Mohadi put on a brave front and mingled with colleagues at the ruling party’s politburo meeting in Harare on Wednesday, days after his shock departure over salacious phone conversations leaked to ZimLive in which he was heard arranging sex with a slew of women, some of them married.

Zanu PF spokesman Simon Khaya Moyo told journalists that the politburo had “received” and “accepted” the sex-crazed former vice president’s “unexpected” resignation, but added that his party deployment would not be affected.

“The resignation by the former vice president from government will not affect Cde Mohadi’s position in the party. He will remain the second secretary and vice president of the party,” Moyo said.
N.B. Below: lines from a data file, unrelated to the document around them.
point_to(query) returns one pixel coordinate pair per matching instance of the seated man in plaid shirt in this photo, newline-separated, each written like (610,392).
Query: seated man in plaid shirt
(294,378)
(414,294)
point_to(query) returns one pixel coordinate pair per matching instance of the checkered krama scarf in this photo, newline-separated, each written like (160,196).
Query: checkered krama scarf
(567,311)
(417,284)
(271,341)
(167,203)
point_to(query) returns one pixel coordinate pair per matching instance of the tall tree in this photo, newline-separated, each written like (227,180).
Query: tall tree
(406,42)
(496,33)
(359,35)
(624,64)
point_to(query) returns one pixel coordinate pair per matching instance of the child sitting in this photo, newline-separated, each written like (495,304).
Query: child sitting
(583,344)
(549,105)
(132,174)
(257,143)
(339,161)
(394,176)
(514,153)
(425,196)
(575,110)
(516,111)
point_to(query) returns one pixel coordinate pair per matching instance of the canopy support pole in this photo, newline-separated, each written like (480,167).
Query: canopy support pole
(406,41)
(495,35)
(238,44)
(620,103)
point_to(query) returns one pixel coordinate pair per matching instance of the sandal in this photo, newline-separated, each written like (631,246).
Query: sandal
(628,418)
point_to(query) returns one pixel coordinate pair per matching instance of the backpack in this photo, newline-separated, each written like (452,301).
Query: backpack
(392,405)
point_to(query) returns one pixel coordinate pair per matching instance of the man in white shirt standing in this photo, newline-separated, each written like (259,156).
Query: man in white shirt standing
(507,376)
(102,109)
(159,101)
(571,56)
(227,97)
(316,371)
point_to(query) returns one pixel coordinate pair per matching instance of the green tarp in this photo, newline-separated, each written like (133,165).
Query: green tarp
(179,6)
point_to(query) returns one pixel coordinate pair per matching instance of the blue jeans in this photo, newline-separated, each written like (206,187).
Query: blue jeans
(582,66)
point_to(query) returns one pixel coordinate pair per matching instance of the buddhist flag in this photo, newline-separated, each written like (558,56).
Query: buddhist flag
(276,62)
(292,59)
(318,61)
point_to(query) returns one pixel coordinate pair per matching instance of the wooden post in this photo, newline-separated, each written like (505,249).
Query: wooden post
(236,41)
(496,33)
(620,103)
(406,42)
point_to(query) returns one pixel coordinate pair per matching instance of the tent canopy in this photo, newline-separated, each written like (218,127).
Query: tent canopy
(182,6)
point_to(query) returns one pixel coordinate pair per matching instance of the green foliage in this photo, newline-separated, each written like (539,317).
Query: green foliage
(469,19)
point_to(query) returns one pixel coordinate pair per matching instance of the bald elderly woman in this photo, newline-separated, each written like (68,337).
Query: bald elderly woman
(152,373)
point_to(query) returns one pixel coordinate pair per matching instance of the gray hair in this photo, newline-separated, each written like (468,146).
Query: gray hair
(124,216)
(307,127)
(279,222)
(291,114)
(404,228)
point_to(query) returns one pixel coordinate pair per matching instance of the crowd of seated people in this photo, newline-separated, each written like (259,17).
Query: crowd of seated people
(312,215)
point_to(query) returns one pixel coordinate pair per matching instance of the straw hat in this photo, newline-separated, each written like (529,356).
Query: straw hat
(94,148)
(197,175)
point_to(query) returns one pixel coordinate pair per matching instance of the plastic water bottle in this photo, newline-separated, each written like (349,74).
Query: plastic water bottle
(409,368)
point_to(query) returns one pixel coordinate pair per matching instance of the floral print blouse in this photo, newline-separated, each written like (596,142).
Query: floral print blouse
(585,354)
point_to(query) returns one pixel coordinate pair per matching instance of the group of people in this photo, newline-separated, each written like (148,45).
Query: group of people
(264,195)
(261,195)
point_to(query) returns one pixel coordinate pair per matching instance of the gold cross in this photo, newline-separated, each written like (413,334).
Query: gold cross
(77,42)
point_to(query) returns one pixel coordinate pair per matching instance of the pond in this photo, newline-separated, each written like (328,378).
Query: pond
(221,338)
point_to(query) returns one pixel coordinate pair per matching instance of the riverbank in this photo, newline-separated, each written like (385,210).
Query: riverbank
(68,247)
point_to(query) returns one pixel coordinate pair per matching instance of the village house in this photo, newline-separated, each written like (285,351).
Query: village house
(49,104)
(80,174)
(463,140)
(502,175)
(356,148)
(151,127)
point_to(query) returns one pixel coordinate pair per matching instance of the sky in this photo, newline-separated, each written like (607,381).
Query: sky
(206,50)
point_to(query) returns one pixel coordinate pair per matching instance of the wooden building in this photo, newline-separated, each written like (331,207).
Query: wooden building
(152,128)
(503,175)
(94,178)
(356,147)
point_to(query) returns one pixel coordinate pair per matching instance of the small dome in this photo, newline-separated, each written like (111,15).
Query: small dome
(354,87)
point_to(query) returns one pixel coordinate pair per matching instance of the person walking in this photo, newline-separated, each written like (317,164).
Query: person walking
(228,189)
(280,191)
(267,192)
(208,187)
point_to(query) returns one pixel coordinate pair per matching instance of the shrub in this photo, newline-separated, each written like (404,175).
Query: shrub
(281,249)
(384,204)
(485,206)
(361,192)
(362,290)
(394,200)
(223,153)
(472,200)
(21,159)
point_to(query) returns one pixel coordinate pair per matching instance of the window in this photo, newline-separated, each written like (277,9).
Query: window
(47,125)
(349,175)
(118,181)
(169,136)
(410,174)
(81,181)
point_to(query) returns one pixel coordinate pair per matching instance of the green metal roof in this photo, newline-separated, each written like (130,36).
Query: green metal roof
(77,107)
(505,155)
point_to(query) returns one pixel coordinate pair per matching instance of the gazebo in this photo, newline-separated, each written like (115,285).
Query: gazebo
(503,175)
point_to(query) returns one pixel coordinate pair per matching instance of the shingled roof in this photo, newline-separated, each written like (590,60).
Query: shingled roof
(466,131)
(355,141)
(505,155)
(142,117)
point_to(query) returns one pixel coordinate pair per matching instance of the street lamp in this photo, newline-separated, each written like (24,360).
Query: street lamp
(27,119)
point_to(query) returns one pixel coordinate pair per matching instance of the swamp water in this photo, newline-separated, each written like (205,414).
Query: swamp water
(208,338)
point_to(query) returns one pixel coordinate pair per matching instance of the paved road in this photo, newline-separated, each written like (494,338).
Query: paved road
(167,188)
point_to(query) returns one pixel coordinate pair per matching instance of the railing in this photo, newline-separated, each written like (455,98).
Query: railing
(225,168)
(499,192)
It remains unclear how this would hold if a second State vice president – who would naturally take up Mohadi’s position in Zanu PF – is appointed.

President Emmerson Mnangagwa thanked and praised Mohadi for his service, telling the politburo that he had not expected him to step down despite the damaging leaks.

“We convene today following the resignation of Col (Rtd) Cde KCD Mohadi from the post of vice president of the Republic of Zimbabwe. His resignation from the governance architecture of the Republic was unexpected,” Mnangagwa said.

“On behalf of the government, the party Zanu PF and indeed on my own behalf, I would like to thank the former vice president for his service to our country. I commend him for the role he played under the second republic in advancing our government’s national development agenda as enunciated in Vision 2030 and National Development Strategy 1.”

Announcing his resignation, Mohadi, who assumed the vice presidency following the 2017 coup that toppled the late Robert Mugabe, maintained his innocence saying his phone had been hacked and his voice cloned by enemies propagating “falsehoods and character assassination” in “digital ecosystems.”